In this part of the report, it will be used some visualizations to see the relationship between variables and get insights from the dataset. The first graph created shows the difference between the ages from the patients with and without heart disease.

Figure 1 - Boxplot targget vs age

#Plot graphic
Plot1 <- ggplot(df,aes(x=target, y=age , color=target)) +
  geom_boxplot()+
  theme_minimal() +
  theme(legend.position = "none") +
  scale_color_manual(values=c('red','blue'))

ggplotly(Plot1)

The second graph created ilustrates the relatioship between the patiente cholesterol and max heart rate achieved.
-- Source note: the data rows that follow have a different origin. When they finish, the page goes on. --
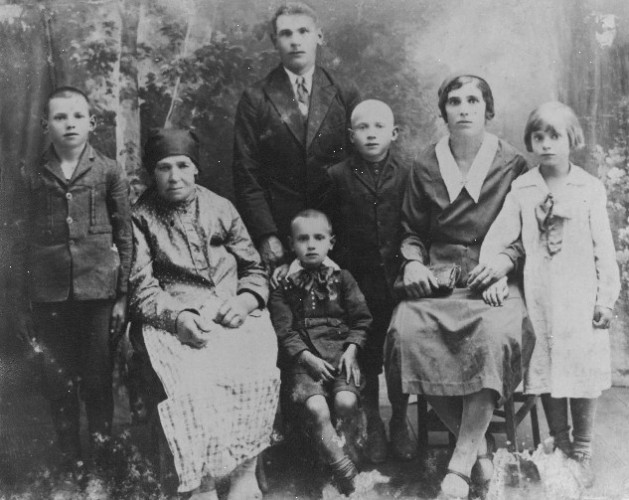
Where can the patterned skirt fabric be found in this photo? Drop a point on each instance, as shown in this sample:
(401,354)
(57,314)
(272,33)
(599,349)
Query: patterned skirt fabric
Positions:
(221,399)
(458,345)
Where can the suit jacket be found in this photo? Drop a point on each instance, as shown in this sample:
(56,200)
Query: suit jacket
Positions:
(280,161)
(67,229)
(323,322)
(367,216)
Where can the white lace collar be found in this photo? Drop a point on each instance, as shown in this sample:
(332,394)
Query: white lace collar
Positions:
(451,174)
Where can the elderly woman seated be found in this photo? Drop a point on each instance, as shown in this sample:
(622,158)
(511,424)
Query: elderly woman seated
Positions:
(198,289)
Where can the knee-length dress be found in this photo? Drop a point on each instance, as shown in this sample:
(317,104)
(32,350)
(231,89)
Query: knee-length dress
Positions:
(222,398)
(571,358)
(458,345)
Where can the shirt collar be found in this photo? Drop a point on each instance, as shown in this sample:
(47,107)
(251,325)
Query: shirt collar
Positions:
(451,174)
(307,77)
(296,266)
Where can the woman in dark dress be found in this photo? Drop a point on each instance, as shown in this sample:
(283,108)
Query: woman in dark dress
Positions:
(465,356)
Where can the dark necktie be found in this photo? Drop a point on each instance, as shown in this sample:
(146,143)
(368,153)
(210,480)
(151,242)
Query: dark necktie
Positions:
(302,96)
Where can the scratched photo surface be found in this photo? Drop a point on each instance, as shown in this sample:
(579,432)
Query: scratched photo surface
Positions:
(184,64)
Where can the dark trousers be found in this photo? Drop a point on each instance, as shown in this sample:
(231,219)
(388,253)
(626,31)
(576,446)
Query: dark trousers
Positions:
(374,286)
(76,360)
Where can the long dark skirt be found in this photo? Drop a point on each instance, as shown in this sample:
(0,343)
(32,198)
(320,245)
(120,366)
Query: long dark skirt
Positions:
(458,345)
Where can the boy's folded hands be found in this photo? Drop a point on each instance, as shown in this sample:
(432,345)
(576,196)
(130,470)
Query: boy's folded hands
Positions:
(319,369)
(349,365)
(497,293)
Figure 2 - Age vs Max heart rate achieved

Plot2 <- ggplot(df, aes(x=age,y=max_heart_rate_achieved,fill=target))+
  geom_point() +
  theme_minimal() +
  scale_fill_manual(values=c('red','blue'))

ggplotly(Plot2)

It can be noticed with Figure 2 that the younger patients without have the condition to achieve a high heart rate, on the other hand, the older patients have more difficulty to achieve a high heart rate. This indicates that younger patients with a small heart rate achieve capacity has a high probability to have heart disease.

Figure 3 - Chest pain type count

Plot3 <- ggplot(df, aes(chest_pain_type,fill=target))+
  geom_bar(position = 'dodge') +
  theme_minimal() +
  scale_fill_manual(values=c('red','blue'))

ggplotly(Plot3)

Observing Figure 3 it can be noticed that, most of the patients that experience chest pain don’t have heart disease. This means that it is important to continuous check for heart disease since it is a silent disease.